Chris Trotter is a left-leaning political commentator in New Zealand. He is the editor of the occasional Political Review magazine, and is a regular speaker, orator and singer at left-wing, union and socialist events.

Biography

Chris Trotter has worked for unions and was on the New Zealand council of the Labour Party. He writes the "From the Left" column in the Dominion Post, and has also contributed to the Independent Financial Review. He makes semi-frequent television appearances as a political commentator.
He has attracted criticism from legitimate political-left critics who regard his knowledge of feminist, indigenous and LGBT politics to be insignificant, particularly insofar as their own distributive justice dimensions are concerned
Trotter is the author of No Left Turn, a political history of New Zealand. Novelist, poet and critic C K Stead described the book as "a dashingly written and persuasive elegy for the Scandinavian-style socialist democracy New Zealand might have been, and at the same time a realistic acknowledgement that, given the forces, internal and external, ranged against it, the chances of it happening, and lasting, were never very good."
In February 2008, he said that Helen Clark should stand down before the election and be replaced by Phil Goff, who he thought may have been Labour's only hope of regaining ground with struggling families. He has since recanted, arguing that Goff should have stood down in his turn before the 2011 New Zealand general election, arguing that David Cunliffe should replace him.

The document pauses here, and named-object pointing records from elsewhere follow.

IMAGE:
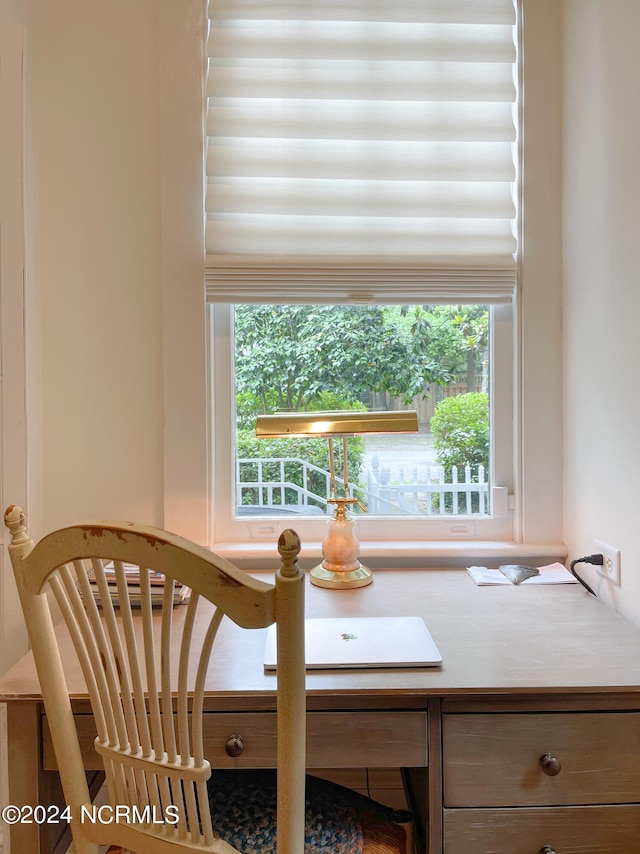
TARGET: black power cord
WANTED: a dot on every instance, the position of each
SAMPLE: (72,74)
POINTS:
(595,560)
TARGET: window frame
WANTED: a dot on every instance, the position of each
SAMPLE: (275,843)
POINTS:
(537,328)
(497,525)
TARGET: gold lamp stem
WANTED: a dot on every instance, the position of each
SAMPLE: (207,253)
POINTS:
(332,470)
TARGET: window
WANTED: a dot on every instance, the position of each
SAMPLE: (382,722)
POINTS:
(364,157)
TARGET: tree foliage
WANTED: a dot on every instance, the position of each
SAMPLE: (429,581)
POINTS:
(460,427)
(287,357)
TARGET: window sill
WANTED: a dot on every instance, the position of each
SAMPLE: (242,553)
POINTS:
(405,555)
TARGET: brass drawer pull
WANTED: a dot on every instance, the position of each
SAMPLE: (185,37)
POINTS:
(234,745)
(551,766)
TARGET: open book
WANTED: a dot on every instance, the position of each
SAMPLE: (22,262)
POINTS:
(554,573)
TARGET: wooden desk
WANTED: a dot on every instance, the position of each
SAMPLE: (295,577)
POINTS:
(526,672)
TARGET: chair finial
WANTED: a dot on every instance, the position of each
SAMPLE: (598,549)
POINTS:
(289,548)
(14,520)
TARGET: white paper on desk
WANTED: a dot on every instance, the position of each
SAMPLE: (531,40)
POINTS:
(554,573)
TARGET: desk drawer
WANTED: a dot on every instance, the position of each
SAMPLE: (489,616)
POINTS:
(334,739)
(495,760)
(605,830)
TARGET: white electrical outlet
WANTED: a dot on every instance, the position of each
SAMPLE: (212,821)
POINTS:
(611,566)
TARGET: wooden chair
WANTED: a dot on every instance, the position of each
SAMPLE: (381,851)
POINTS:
(149,715)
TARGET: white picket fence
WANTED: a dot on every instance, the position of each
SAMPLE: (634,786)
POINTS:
(268,484)
(425,491)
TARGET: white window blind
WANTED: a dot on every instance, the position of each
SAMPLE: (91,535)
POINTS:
(361,150)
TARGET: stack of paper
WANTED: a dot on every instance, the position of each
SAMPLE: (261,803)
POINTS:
(181,593)
(554,573)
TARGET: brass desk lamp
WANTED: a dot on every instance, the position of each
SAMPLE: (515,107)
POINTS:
(340,568)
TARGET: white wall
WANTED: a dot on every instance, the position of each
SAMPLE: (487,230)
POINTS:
(601,287)
(97,161)
(116,323)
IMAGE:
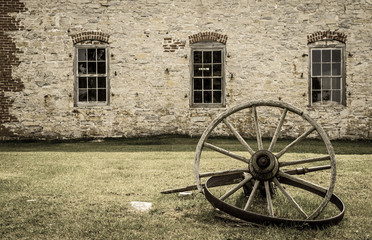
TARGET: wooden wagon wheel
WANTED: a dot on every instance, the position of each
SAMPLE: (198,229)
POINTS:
(263,170)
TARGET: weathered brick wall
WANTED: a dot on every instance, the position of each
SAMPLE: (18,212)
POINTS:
(8,59)
(267,58)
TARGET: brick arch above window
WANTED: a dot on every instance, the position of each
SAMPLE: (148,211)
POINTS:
(90,35)
(208,36)
(326,36)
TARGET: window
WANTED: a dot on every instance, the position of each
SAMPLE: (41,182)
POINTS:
(327,75)
(207,74)
(91,75)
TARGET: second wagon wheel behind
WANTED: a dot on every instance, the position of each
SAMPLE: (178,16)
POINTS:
(261,183)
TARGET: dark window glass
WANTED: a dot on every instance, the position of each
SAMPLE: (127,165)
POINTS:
(92,95)
(326,83)
(82,54)
(326,95)
(102,82)
(92,67)
(316,57)
(82,68)
(336,96)
(101,68)
(317,69)
(207,96)
(316,83)
(326,55)
(336,55)
(207,57)
(207,83)
(197,57)
(101,95)
(83,95)
(217,57)
(316,96)
(217,84)
(198,83)
(198,72)
(217,97)
(91,54)
(198,97)
(217,70)
(92,82)
(101,54)
(336,83)
(82,82)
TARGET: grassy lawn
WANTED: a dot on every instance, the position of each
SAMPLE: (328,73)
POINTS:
(83,190)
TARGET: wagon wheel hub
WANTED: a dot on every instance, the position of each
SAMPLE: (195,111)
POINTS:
(263,165)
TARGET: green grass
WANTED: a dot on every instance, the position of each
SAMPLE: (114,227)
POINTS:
(83,190)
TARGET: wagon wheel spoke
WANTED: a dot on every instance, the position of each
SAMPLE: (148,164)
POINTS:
(302,181)
(277,130)
(297,140)
(238,136)
(304,170)
(268,198)
(225,152)
(258,131)
(302,161)
(220,173)
(291,200)
(251,196)
(247,177)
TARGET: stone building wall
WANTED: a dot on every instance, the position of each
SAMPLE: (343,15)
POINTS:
(149,66)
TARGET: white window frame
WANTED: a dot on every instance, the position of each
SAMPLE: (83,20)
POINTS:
(78,74)
(342,75)
(207,46)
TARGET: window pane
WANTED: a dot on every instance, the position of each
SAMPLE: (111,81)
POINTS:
(197,57)
(102,95)
(326,95)
(326,69)
(92,68)
(198,83)
(207,83)
(102,82)
(336,55)
(316,96)
(101,54)
(92,82)
(101,68)
(326,55)
(91,54)
(326,83)
(82,82)
(336,69)
(217,70)
(198,70)
(207,70)
(316,56)
(92,95)
(316,83)
(217,97)
(198,97)
(207,57)
(207,96)
(336,96)
(82,54)
(217,55)
(83,95)
(316,69)
(217,84)
(82,68)
(336,83)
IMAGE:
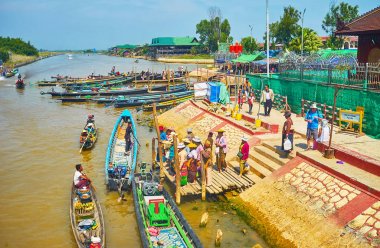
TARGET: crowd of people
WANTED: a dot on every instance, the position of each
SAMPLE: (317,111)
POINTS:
(193,152)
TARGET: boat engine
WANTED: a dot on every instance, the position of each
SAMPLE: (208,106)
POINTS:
(149,189)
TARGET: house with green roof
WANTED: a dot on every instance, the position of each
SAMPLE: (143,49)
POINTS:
(172,45)
(126,48)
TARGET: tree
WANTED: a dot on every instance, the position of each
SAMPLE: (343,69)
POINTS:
(272,30)
(248,46)
(343,12)
(18,46)
(213,30)
(311,41)
(285,29)
(4,56)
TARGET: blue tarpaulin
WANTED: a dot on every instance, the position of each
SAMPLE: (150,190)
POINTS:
(213,91)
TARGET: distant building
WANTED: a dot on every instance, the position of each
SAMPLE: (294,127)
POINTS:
(124,49)
(172,45)
(349,42)
(367,28)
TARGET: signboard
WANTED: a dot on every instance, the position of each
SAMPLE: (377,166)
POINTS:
(347,118)
(350,117)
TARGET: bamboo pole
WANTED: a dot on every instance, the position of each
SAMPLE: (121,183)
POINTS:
(177,172)
(162,175)
(329,152)
(203,178)
(154,153)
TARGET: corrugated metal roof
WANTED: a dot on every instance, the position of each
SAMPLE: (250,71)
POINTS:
(247,58)
(367,23)
(174,41)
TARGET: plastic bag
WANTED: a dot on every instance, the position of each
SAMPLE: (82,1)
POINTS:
(287,144)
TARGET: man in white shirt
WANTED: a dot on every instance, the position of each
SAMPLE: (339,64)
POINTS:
(267,97)
(221,150)
(80,179)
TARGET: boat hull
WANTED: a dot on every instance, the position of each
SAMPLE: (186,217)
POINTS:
(119,166)
(187,237)
(75,215)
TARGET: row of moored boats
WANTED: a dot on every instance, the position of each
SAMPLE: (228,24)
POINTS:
(160,222)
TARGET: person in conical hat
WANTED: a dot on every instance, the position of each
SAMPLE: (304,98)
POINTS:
(221,150)
(190,134)
(243,155)
(313,116)
(287,130)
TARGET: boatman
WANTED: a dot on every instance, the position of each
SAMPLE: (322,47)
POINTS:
(90,119)
(80,179)
(267,97)
(243,155)
(221,150)
(190,135)
(312,118)
(127,137)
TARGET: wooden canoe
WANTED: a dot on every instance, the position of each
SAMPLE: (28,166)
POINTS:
(156,213)
(91,211)
(119,166)
(90,141)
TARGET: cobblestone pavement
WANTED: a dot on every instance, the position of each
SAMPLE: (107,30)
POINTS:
(207,123)
(317,188)
(367,224)
(190,112)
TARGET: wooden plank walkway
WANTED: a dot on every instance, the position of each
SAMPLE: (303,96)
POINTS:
(221,182)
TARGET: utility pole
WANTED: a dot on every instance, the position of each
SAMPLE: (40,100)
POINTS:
(329,152)
(177,172)
(251,27)
(162,175)
(267,40)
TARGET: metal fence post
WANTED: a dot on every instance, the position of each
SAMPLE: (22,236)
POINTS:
(329,76)
(365,86)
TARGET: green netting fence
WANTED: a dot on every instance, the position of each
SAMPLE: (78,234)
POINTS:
(347,99)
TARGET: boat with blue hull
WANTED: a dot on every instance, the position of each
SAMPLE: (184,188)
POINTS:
(160,221)
(119,165)
(135,102)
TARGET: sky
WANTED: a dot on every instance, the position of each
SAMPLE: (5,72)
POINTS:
(100,24)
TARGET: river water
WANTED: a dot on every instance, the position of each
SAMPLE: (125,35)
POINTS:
(39,146)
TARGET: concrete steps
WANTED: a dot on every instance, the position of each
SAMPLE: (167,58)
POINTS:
(235,165)
(299,145)
(272,155)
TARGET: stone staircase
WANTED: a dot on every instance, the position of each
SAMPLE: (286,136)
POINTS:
(267,158)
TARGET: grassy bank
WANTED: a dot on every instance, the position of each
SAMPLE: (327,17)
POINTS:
(282,220)
(17,59)
(192,56)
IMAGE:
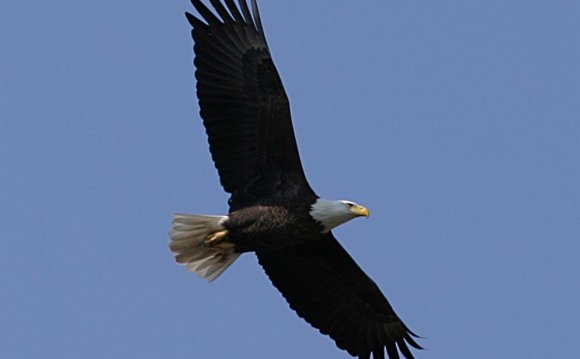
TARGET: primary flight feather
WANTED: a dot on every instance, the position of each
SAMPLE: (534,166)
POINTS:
(273,210)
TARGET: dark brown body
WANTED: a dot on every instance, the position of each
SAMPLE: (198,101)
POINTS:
(271,227)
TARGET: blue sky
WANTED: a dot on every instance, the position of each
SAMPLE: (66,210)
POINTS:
(456,122)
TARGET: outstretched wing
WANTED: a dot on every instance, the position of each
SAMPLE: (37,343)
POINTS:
(243,105)
(326,287)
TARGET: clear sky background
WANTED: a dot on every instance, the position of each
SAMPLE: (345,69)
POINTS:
(456,122)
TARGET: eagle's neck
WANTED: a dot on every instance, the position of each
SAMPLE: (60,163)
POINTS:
(329,213)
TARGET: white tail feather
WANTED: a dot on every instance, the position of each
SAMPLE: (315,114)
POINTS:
(188,233)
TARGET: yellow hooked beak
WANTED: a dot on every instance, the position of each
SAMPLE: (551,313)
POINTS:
(360,211)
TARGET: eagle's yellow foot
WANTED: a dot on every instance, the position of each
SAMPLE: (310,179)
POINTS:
(215,238)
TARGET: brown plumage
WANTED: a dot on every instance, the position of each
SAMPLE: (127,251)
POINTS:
(273,210)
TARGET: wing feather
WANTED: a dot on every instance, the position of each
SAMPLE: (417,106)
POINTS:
(244,107)
(326,287)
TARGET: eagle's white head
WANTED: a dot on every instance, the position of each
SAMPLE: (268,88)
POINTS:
(334,213)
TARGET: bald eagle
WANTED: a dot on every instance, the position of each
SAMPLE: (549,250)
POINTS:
(273,211)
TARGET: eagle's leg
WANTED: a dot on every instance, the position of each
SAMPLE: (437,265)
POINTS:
(216,240)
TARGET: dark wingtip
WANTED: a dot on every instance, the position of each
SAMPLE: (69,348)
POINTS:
(191,19)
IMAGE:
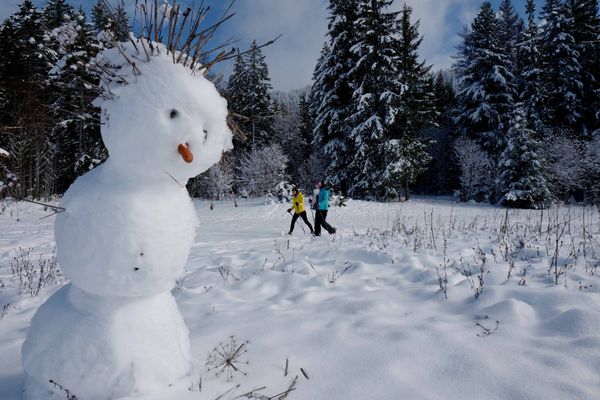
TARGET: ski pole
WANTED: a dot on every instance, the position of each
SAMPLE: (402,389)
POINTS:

In July 2018, Trotter joined the Free Speech Coalition, a group of former politicians, lawyers, journalists, and academics that pursued legal action against the Mayor of Auckland Phil Goff for denying Auckland Council facilities to two Canadian alt-right activists Lauren Southern and Stefan Molyneux. Trotter justified his defense of the two alt-right activists' free speech by arguing that left-wing opponents of the tour lacked the courage to debate the alt-right.